Gegen diesen Bescheid richtet sich die vorliegende Beschwerde.

Die belangte Behörde legte die Akten des Verwaltungsverfahrens vor und erstattete eine Gegenschrift mit dem Antrag, die Beschwerde kostenpflichtig abzuweisen.

Der Verwaltungsgerichtshof hat in einem gemäß § 12 Abs. 1 Z. 2 VwGG gebildeten Senat erwogen:

Die Beschwerdeführerin erachtet sich ihrem gesamten Vorbringen nach im Recht auf Nichtentziehung ihrer Gewerbeberechtigung verletzt. In Ausführung des so verstandenen Beschwerdepunktes bringt sie vor, die belangte Behörde habe wesentliche Recherchen nicht durchgeführt. "Beispielhaft angegeben" hätte eine Anfrage beim Finanzamt K. ergeben, dass ein beachtlicher Schuldenrückstand von EUR 32.000,-- auf EUR 10.000,-- innerhalb kurzer Zeit durch die alleinige Anstrengung der Beschwerdeführerin habe reduziert werden können. Dies allein sei Nachweis genug, dass sie ihren Zahlungsverpflichtungen nachkomme. Es sei im Interesse der Gläubiger, ihre Forderungen zu 100 % getilgt zu bekommen; eben dies bewerkstellige die Beschwerdeführerin. "Nur beispielhaft angeführt" habe sie ihre Schulden bei einem näher bezeichneten Gläubiger zur Gänze getilgt. Dies schon allein aus dem Grunde, da ihr ansonsten unmittelbar die Delogierung gedroht hätte. Dass sie nicht delogiert worden sei, beweise eindeutig ihre großen, aber auch zielführenden Anstrengungen und Bestrebungen, ihre Schulden abzubauen. Auch habe sie ihre Schulden bei einem weiteren näher genannten Gläubiger zur Gänze getilgt. "Vereinzelt" könne der Formalakt der Einstellung noch nicht durchgeführt worden sein; es sei jedoch für den Nachweis des tatsächlichen Forderungsabbaues nicht ausschlaggebend. Der Vorwurf, sie sei ihrer Mitwirkungspflicht nicht nachgekommen, sei schon dadurch entkräftet, dass sie im Verwaltungsverfahren unvertreten gewesen und ihr eine gewisse behördliche Ausdrucksweise nicht geläufig gewesen sei; sie sei auch nicht zusätzlich informiert oder aufgeklärt worden.

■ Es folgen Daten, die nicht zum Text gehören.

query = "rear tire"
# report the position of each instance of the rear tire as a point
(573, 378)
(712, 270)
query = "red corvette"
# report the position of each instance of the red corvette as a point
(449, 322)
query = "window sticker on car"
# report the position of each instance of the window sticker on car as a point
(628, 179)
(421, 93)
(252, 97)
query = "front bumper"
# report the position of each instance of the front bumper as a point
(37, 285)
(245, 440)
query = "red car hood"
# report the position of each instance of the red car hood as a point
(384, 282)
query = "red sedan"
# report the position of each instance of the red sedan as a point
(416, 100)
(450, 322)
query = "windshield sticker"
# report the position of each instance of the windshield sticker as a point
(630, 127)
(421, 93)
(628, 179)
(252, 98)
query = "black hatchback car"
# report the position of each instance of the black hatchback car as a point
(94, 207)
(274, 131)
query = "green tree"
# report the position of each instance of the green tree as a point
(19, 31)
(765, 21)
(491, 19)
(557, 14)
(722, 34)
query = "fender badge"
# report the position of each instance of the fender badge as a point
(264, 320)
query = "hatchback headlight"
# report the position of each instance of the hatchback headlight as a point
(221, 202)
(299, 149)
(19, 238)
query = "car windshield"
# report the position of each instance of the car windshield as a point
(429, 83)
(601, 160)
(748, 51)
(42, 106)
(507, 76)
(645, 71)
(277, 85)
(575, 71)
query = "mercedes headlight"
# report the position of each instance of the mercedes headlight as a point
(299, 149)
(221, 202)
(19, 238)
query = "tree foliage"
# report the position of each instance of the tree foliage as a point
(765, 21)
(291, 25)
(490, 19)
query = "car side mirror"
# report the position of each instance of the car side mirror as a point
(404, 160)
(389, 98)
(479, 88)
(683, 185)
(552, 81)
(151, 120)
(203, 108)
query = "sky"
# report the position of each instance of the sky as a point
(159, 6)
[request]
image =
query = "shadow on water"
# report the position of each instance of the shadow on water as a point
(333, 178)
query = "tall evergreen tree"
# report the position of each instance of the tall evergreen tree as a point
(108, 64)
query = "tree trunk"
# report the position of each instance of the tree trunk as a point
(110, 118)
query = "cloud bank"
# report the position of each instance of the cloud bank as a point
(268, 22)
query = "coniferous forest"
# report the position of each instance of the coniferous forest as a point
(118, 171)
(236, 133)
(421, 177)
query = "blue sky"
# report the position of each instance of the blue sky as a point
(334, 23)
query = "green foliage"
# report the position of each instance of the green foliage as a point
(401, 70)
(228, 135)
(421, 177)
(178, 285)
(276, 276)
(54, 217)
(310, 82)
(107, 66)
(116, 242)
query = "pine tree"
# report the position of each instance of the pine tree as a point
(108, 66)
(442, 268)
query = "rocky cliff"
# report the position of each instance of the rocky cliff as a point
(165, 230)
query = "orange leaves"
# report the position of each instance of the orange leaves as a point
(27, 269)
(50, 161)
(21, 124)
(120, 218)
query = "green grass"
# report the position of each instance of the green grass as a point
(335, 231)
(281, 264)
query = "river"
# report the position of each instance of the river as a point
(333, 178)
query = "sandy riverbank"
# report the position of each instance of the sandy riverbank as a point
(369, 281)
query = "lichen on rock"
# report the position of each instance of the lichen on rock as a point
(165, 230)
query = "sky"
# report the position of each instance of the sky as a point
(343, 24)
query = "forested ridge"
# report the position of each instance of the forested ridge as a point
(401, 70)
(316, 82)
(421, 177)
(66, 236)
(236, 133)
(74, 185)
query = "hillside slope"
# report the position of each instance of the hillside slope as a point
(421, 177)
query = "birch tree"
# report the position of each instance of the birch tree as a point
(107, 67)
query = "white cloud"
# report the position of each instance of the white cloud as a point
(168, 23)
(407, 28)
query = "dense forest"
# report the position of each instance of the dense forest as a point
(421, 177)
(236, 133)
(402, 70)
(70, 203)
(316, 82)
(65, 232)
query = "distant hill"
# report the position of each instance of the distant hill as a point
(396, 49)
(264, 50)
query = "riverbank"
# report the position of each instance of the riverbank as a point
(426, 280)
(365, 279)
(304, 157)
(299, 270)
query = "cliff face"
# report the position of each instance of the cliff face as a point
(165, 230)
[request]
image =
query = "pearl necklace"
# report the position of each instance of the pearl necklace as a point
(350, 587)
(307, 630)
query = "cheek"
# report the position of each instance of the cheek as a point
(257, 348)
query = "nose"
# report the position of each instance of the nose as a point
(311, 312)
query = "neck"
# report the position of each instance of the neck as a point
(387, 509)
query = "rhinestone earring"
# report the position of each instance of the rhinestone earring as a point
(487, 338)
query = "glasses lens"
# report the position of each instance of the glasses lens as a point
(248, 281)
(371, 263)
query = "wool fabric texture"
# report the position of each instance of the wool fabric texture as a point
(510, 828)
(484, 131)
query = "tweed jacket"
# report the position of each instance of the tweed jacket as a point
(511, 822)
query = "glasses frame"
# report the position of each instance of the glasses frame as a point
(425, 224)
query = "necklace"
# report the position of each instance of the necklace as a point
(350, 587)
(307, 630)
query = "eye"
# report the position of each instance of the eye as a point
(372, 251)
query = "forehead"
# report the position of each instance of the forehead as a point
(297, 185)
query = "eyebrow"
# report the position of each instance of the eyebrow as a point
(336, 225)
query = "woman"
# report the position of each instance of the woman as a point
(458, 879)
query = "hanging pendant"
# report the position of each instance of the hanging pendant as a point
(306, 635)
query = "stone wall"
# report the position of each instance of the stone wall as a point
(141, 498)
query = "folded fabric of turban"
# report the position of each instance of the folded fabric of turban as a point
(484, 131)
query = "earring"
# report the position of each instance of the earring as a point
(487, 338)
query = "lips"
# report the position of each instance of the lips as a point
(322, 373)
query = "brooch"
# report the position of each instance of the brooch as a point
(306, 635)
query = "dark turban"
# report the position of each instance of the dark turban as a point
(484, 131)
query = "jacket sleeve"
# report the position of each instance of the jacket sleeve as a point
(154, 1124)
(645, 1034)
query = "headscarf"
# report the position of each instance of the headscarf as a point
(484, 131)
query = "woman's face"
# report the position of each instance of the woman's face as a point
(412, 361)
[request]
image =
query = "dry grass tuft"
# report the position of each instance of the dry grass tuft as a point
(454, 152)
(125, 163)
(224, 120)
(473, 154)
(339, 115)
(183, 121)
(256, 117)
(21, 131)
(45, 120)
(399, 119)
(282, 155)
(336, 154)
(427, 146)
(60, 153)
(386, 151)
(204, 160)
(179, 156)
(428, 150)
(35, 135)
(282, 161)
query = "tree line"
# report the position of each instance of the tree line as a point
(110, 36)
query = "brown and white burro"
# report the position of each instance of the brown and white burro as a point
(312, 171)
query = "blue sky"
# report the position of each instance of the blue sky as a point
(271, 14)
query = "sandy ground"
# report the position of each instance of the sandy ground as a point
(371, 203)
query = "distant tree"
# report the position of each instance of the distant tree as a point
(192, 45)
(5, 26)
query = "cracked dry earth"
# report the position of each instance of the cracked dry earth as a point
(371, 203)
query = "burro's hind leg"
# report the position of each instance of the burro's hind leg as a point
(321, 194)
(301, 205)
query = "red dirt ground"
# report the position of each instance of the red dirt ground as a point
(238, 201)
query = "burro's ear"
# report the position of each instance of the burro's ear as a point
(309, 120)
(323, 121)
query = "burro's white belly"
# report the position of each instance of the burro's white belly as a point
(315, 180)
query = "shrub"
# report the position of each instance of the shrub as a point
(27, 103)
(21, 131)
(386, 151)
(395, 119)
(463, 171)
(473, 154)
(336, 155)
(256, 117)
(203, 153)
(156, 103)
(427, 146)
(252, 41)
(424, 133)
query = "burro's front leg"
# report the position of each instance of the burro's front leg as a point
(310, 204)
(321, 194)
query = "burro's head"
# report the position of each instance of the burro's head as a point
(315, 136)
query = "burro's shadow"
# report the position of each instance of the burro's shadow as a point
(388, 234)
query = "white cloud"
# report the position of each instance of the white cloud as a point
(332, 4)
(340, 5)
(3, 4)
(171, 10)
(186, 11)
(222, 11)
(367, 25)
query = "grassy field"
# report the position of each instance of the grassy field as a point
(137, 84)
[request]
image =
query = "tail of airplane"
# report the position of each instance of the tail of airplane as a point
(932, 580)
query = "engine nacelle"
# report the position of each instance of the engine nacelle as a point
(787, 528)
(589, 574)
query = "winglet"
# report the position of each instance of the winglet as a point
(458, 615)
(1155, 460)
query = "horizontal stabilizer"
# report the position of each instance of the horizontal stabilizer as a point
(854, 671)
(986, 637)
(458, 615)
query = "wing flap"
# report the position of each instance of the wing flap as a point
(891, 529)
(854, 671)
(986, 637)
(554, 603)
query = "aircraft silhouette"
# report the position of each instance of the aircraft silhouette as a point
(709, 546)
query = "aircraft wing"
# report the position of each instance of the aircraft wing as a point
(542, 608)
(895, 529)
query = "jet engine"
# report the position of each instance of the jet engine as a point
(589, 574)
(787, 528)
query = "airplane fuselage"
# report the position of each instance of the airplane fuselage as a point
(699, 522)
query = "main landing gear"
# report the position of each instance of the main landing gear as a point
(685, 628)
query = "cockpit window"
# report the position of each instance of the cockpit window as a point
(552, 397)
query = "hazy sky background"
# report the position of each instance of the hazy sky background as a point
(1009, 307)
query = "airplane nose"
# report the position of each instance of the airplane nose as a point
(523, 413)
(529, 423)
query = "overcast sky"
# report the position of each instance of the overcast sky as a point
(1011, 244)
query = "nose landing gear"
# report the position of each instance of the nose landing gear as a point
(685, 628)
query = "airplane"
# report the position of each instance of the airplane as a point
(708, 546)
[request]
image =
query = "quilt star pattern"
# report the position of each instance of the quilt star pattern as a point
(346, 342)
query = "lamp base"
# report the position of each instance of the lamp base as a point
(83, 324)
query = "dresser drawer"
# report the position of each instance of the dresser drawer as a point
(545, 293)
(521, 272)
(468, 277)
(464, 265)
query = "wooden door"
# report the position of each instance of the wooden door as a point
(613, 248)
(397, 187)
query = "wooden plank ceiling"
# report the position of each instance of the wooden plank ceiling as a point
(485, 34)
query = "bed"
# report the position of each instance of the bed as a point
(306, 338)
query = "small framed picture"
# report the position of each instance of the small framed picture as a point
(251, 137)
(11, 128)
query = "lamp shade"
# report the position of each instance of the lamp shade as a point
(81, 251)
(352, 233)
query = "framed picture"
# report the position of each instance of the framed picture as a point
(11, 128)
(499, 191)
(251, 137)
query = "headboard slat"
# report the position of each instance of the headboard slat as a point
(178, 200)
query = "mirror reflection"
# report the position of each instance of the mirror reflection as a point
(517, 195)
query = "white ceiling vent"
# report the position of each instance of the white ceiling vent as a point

Gemäß § 13 Abs. 3 GewO 1994 sind Rechtsträger von der Gewerbeausübung als Gewerbetreibende ausgeschlossen, wenn 1. der Konkurs mangels eines zur Deckung der Kosten des Konkursverfahrens voraussichtlich hinreichenden Vermögens rechtskräftig nicht eröffnet wurde und 2. der Zeitraum, in dem in der Insolvenzdatei Einsicht in den genannten Insolvenzfall gewährt wird, noch nicht abgelaufen ist.

Gemäß § 87 Abs. 1 Z. 2 GewO 1994 ist die Gewerbeberechtigung von der Behörde zu entziehen, wenn einer der in § 13 Abs. 3 und 5 angeführten Umstände, die den Gewerbeausschluss bewirken, vorliegt. Nach Abs. 2 kann die Behörde von der im Abs. 1 Z. 2 vorgeschriebenen Entziehung der Gewerbeberechtigung wegen rechtskräftiger Nichteröffnung eines Konkurses mangels eines zur Deckung der Kosten des Konkursverfahrens voraussichtlich hinreichenden Vermögens absehen, wenn die Gewerbeausübung vorwiegend im Interesse der Gläubiger gelegen ist.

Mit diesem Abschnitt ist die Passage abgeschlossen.